In a cemetery in the Democratic Republic of the Congo (DR Congo) overrun with weeds, where trash is strewn among the graves and banana trees, the living have moved in with the dead.
For want of money and space, families have built houses out of earth, brick or sheet metal alongside tombs — some of prominent figures like the father of Congolese first lady Marie Olive Lembe di Sita Kabila — in the Kinsuka Cemetery in Kinsuka, southwest of Kinshasa, the country’s capital.
As they attempt to lead normal lives in this unlikely setting, the cemetery dwellers, who number at least in the several hundreds, are not only living on the land illegally, but still face dangerous sanitary conditions.
Photo: AFP
“You’re afraid you’re going to dig up a bone,” 19-year-old Emile said as he worked on the foundation for his elder brother’s new house just steps away from a well-tended grave.
Should he, or the others, degrade a tombstone they face up to six months in prison, while living without a proper land title could mean a year in jail under the country’s penal code.
Neighbour Bibiche, 23, has lived in the cemetery for two years, but says it is still an unsettling experience.
Photo: AFP
“You feel afraid sleeping amidst the graves, but we had no home,” she said. “The cemetery isn’t good, we have no electricity.”
Yet other cemetery residents say they do have electricity and pay a “bill” to national power company SNEL.
Despite its vast mineral wealth, two-thirds of the DR Congo’s 68 million people are mired in poverty, exacerbated by back-to-back wars that ravaged the country from 1996 to 2003 and left a complex web of rebel groups still terrorizing the eastern provinces.
Finding housing is a constant struggle for many, and large numbers of civilians — and even police and soldiers — have taken to the country’s cemeteries to find a place to call home.
Yet life among the gravestones is no free ride, said Therese, a five-year resident of Kinsuka. The 57-year-old widow paid a local chieftain to buy four plots of land with her children’s help.
“They cost between US$2,500 to US$4,000 each,” said Therese, who like all the cemetery residents only gave her first name for fear of reprisal.
Inside her two-room house, the bedroom has a mosquito net, but no bed to be draped over.
“In November, the police came to destroy the houses. They took my things,” Therese said. “I had to rebuild my house, but I don’t have the courage to rebuild on my other plots that I wanted to rent out.”

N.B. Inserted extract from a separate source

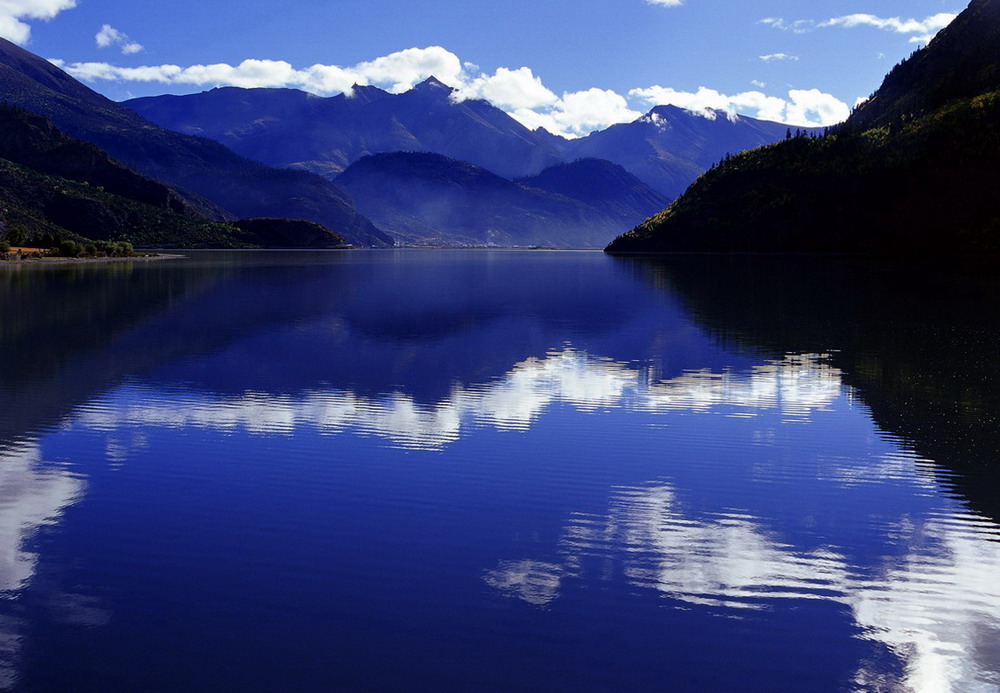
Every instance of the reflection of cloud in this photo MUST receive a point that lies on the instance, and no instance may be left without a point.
(534, 582)
(30, 498)
(937, 606)
(795, 386)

Despite the difficulties, scenes typical of village life have still managed to sprout up in the cemetery. The dirt paths are lined with wooden stalls selling food and basic supplies, and children in traditional blue-and-white kits play soccer at a Protestant school built inside the graveyard three years ago.
“Today, it has about 150 students. Parents pay 78,000 Congolese francs [about US$80] per year, against US$300 to US$400 elsewhere,” the school’s director said.
In some parts of cemetery, the construction of homes has made it harder to locate remaining burial plots. The graveyard was founded in 1978 and is the final resting place of several well-known figures, such as engineer Sita Barnabe Kinsumbu, Kabila’s father, a local burial tax collector said.
Government officials say the homes in Kinsuka and other cemeteries across the country constitute a public health hazard, citing the up to 50 years it take after a site’s last burial to ensure that he ground is fully decontaminated.
“Sometimes people find a source of water, but when you sniff it, it smells like a corpse,” said Benjamin Mavard Kwengani, a physician who is director of hygiene at Congolese Ministry of Health.
“We haven’t done a study, but there have been abnormal cases in the [cemetery] communities — diarrhea and abnormalities that we can’t explain,” he said.
According to Pius Ngoie, an adviser to the urban planning ministry, cemetery villages only continue to exist due to negligence and corruption within the civil service.
“Some of the state’s civil servants ... are completely irresponsible” and “fraudulently” sell tracts of land in the cemetery, he said.
The cemetery dwellers are under no illusions that their homes could be razed at any moment.
“One day, a [state] tractor is going to come and knock down the houses and they will lose everything,” said Peter, whose father and grandfather are buried at Kinsuka.
His words turned out to be prophetic. Just a few days later, soldiers arrived to destroy some of the homes built on the remains of this final resting place.